To Sleep, Perchance to Dream
The MacBook and MacBook Pro feature something called Safe Sleep. Put simply, when the computer sleeps, Safe Sleep performs a backup of everything in memory and places it on the hard drive. While in progress, you’ll notice the sleep status indicator light on the front of the computer glows steadily; this is a warning not to move the computer because the hard drive is still spinning. When it’s finished writing to the hard drive, this light will start pulsing, signaling that it is now safe to move the computer. This feature exists primarily to allow you to change batteries without losing data. Because they don’t have built-in backup batteries, (unlike some earlier Mac portables) without Safe Sleep, removing the battery from a sleeping MacBook or MacBook Pro would cause them to shut down, unless you had them plugged into an outlet. But with Safe Sleep, if you happen to remove the battery from a sleeping computer and lose the RAM contents, your Mac restores that data from the copy made on the hard drive, and you can resume work.

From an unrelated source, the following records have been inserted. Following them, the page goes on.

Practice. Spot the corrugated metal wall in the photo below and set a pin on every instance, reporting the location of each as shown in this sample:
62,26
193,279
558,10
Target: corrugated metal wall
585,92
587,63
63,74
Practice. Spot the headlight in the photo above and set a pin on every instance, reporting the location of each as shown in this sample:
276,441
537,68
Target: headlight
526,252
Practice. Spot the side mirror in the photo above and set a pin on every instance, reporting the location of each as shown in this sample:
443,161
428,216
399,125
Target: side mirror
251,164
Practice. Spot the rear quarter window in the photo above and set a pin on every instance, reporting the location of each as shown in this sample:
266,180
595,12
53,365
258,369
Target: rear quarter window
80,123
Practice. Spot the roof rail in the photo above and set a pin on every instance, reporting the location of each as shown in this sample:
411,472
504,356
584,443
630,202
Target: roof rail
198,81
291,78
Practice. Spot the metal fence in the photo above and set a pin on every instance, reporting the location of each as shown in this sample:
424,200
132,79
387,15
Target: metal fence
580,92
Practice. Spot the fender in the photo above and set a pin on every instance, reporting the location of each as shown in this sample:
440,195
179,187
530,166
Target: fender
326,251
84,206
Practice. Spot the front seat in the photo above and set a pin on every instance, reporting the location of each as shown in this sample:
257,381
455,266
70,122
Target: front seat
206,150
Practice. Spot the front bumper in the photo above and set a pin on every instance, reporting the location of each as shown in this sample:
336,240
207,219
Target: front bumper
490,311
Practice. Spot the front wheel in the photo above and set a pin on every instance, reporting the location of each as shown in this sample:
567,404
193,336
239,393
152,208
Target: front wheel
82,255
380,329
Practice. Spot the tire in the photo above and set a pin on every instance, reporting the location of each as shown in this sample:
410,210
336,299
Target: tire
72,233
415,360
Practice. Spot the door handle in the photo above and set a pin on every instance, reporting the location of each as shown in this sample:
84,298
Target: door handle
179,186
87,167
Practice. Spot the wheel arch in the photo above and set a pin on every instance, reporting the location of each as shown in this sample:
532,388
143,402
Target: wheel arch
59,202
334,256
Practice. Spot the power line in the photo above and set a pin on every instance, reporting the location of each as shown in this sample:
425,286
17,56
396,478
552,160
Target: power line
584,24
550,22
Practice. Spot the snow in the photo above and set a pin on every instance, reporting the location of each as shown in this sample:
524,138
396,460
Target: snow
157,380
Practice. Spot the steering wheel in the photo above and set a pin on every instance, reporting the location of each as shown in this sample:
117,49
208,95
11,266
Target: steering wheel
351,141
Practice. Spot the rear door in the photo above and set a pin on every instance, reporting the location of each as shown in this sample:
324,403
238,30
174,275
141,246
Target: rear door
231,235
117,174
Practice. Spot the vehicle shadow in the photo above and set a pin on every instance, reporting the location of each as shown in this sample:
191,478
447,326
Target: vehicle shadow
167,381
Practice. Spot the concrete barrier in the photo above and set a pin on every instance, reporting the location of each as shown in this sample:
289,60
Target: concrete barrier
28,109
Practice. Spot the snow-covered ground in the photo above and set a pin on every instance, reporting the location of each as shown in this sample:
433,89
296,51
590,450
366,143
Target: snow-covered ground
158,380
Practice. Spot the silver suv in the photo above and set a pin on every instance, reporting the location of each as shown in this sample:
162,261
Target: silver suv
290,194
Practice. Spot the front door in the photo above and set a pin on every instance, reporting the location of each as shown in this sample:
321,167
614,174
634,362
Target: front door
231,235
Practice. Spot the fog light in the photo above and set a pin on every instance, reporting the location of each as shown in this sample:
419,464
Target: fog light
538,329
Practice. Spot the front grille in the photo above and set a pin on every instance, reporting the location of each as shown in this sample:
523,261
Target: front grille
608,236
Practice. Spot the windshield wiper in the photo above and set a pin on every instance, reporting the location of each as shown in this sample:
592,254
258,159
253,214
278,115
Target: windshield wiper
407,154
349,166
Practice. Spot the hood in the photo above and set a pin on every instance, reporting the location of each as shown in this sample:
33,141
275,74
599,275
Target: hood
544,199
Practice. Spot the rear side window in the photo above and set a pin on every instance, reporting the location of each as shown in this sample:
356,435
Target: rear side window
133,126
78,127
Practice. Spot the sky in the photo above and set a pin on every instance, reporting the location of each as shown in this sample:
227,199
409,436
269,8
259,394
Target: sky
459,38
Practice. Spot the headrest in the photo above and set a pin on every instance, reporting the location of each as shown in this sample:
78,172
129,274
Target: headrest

This Safe Sleep mode is a useful feature, but not everyone it is a fan. Safe Sleep requires a great deal of disk space. If you have 1.5 GB of RAM installed on your notebook, then Safe Sleep will commandeer 1.5 GB of hard drive space for its purposes. You can see this file (called "sleepimage") by using the Go To Folder command under the Go menu in the Finder, and typing /var/vm and then hitting the Go button. Because this file is only used if the RAM contents are lost, it isn’t very useful if you keep your notebook plugged into an outlet or only have one battery that doesn’t get completely discharged. Under those conditions, your MacBook or MacBook Pro wakes up using the contents of RAM rather than the backup it made on the hard drive.
Safe Sleep is also slow compared with the plain sleep mode of older Mac portables. A PowerBook G4 will go to sleep almost instantly, and as soon as you put the computer to sleep, the hard drive will stop spinning and you can safely move the computer without risk of damage. Doing the same thing with a MacBook Pro takes longer, and it will take 15-20 seconds for all the data to be copied to the hard drive and for the sleep status indicator light to switch from the "warning" glow to "safe" pulsing.
Safe Sleep also doesn’t actually save any energy, because while the information in memory is copied to the hard drive just in case the RAM chips lose power, it doesn’t deliberate power down the RAM chips in the same way as Hibernate mode does on many notebook PCs.